Shots from the archives – March 2016.

 

 

 

 

24 thoughts on “Addiction

  1. Clare Pooley

    Richard told me he would give up smoking before we got married. He kept putting it off until just a few days before the wedding. He stopped smoking because he didn’t want me to think he couldn’t keep his word. He became so foul I wondered what it was I had found so attractive about him. The evening before the wedding he visited me and – wonder of wonders! – he was charming and had reverted to the Richard I knew. He confessed he had started smoking again. I was so relieved.

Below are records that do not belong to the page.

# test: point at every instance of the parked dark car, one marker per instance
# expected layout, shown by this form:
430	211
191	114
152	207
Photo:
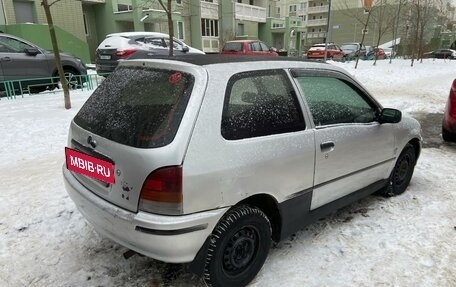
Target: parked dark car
375	53
248	47
353	50
317	52
23	60
136	45
449	116
441	54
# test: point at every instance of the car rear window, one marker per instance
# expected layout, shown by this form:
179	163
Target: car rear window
232	47
138	106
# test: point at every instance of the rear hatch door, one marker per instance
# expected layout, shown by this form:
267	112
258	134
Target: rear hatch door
140	119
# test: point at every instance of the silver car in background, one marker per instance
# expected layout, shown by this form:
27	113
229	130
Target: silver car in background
209	159
136	45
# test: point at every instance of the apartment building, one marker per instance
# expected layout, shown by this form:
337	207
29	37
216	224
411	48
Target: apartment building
213	22
296	25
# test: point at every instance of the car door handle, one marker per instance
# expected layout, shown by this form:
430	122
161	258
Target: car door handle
327	146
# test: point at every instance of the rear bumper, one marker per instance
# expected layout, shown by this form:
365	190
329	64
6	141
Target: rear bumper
174	239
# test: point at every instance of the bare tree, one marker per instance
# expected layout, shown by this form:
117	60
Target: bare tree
66	92
424	14
358	15
384	13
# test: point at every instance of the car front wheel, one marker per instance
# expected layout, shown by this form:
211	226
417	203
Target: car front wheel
238	247
402	173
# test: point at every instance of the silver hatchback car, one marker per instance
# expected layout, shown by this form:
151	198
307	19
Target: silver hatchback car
207	159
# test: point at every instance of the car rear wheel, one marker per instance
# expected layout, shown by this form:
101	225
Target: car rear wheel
402	172
238	247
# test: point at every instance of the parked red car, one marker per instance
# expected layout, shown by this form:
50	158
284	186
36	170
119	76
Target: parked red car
247	47
317	51
449	116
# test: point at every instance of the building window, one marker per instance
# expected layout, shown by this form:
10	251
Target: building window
24	11
86	24
124	7
241	29
209	27
180	30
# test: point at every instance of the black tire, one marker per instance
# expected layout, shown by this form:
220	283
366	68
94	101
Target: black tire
402	172
238	247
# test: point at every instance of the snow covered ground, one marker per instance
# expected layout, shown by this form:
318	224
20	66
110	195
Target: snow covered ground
407	240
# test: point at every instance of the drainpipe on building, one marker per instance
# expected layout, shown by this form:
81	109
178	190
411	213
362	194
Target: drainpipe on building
4	13
327	28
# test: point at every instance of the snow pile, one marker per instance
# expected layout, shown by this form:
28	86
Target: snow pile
402	241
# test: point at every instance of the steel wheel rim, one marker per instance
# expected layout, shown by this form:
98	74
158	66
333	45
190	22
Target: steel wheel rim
240	250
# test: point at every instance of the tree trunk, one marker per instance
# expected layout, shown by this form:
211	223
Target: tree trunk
170	28
362	39
55	47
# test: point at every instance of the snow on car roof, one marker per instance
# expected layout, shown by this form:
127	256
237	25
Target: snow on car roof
135	34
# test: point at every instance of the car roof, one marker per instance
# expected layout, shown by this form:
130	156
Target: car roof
242	41
214	59
137	34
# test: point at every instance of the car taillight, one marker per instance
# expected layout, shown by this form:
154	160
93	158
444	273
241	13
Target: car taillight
162	191
125	53
452	100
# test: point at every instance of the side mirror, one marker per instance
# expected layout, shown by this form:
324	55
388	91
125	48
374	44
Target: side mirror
31	51
390	116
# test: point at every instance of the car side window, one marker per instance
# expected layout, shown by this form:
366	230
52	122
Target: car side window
10	45
334	101
264	47
176	45
158	42
258	104
255	46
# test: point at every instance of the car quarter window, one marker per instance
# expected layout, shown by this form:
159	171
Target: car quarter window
255	46
260	103
12	45
334	101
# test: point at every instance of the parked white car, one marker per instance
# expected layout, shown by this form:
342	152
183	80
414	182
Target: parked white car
207	159
136	45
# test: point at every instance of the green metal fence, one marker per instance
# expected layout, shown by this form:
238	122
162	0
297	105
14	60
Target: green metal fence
15	88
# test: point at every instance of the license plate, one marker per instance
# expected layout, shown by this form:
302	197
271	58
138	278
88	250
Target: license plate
89	166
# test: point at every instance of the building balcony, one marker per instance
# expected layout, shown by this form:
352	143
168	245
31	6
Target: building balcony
250	13
314	35
278	24
318	9
209	10
93	1
317	22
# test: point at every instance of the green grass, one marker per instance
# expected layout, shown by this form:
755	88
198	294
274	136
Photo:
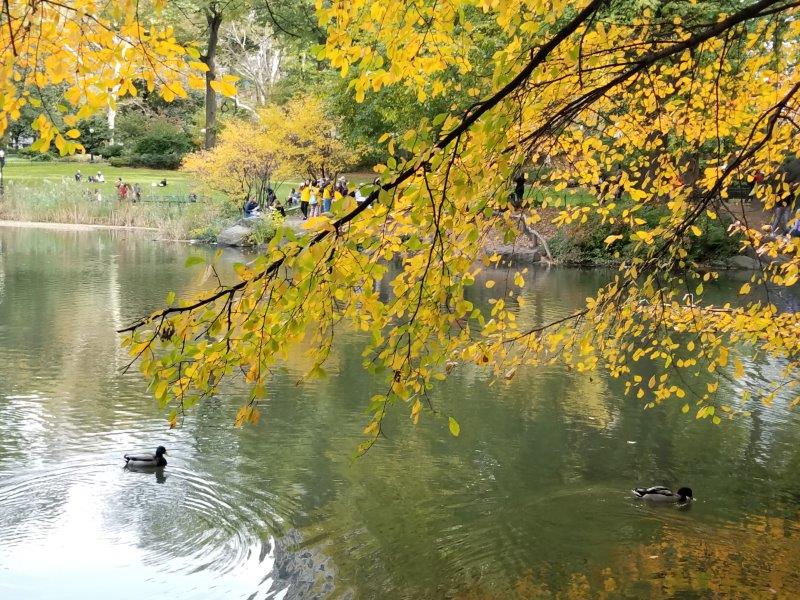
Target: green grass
51	173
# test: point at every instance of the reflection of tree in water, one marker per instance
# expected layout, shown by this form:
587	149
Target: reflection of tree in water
755	559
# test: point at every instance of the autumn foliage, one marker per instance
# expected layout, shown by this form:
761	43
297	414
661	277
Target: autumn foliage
280	143
653	109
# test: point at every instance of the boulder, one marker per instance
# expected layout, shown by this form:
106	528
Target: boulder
744	262
235	235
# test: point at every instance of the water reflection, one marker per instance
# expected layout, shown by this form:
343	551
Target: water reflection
531	500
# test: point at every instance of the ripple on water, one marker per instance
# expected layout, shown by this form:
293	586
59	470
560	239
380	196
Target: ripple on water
179	521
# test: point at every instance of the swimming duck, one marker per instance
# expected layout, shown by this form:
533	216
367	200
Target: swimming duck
147	460
661	494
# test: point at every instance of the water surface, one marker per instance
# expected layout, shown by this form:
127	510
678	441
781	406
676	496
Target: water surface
530	501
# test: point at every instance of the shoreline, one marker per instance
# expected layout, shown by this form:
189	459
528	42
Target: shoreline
71	226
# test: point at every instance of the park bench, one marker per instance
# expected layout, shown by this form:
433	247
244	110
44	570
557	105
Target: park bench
169	198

He eventually gave up the following spring and used nicotine patches to help him. He kept a packet of cigarettes and his lighter in a drawer in the shed for nearly ten years and only threw them out when we moved house. He hasn’t smoked in twenty-six years. If someone could invent food patches that gave us the sensation of eating our favourite foods and made us believe we weren’t really hungry they would make a fortune.

    Reply
    1. quercuscommunity Post author

      I’m glad it’s not just me that gets grumpy when deprived of nicotine.. Does he dream about smoking? I do. I used to wake up in a panic that I’d really started again. Now I’m more laid back about it.

      As for food patches – brilliant – if you invent doughnut flavoured patches put me down for a large box of them! 🙂

      Reply
      1. Clare Pooley

        Richard doesn’t dream of smoking and seems to have lost all desire to smoke. His dreams are mainly the getting lost type of dream; losing his travelling companions, forgetting to bring important documents to meetings etc.
        Mmmm…doughnuts! 😀

      2. quercuscommunity Post author

        My worst dream is the one where I am still in the job I left 25 years ago. I hated the admin and in the dream I am being pursued for 25 year’s arrears of paperwork. I sometimes actually wake up in a panic. 🙂

  2. derrickjknight

    I hate quizzes – you either know the answers or you don’t – and I’m not quick enough – but I do know that you were kidding us to pretend you didn’t know what a goatlet was

    Reply
  3. Laurie Graves

    Yes, good for you for giving up smoking. One of the best presents you ever gave yourself. As for food…I had a cousin, a seeker, who was into all things mystical. Once he even tried to subsist on air. He didn’t succeed and returned to eating food.

    Reply
  4. Lavinia Ross

    After his heart attack, my father gave up smoking after the doctor asked him if he was going to continue smoking. He asked why did the doctor want to know. The doctor told him if he was going to continue smoking, not to come back, as he didn’t have time for fools. Dad quit smoking.

    Reply
    1. quercuscommunity Post author

      Fair point, I once visited a friend of mine in the heart ward and he pointed several of his fellow patients out – the one who kept sneaking out for a cigar and the one whose family kept sneaking pork pies in for him.

      Reply
  5. tootlepedal

    Giving smoking in the end was no problem after not giving up smoking several times. I just stopped when the doctor told me to and that was it. Giving up food is much more tricky, I agree.

    Reply
    1. quercuscommunity Post author

      During one of my several attempts, JUlia went out, came back and slapped a pack of cigarettes on the table with the words. “You’ll have to start smoking again, I can’t stand any more of this.”

      Lack of nicotine can, it seems, make you irritable.

      Reply
      1. quercuscommunity Post author

        Yes, I find that about me too. Waking up seems to make me irritable, and if I have trouble with my trousers my blood pressure can be detected at the British Geological Survey, which is a good ten miles away.

      2. tootlepedal

        We have a seismological station up the valley, there to detect nuclear testing. It is extremely sensitive and probably registers your trouser problems.

  6. jodierichelle

    First off – congratulations on quitting smoking! Bravo you. Think if you had been smoking for those last 20 years. That would not have been good.

    Second, just google “cute goats” on You Tube – and you will change your tune on that account. Goats are the bomb.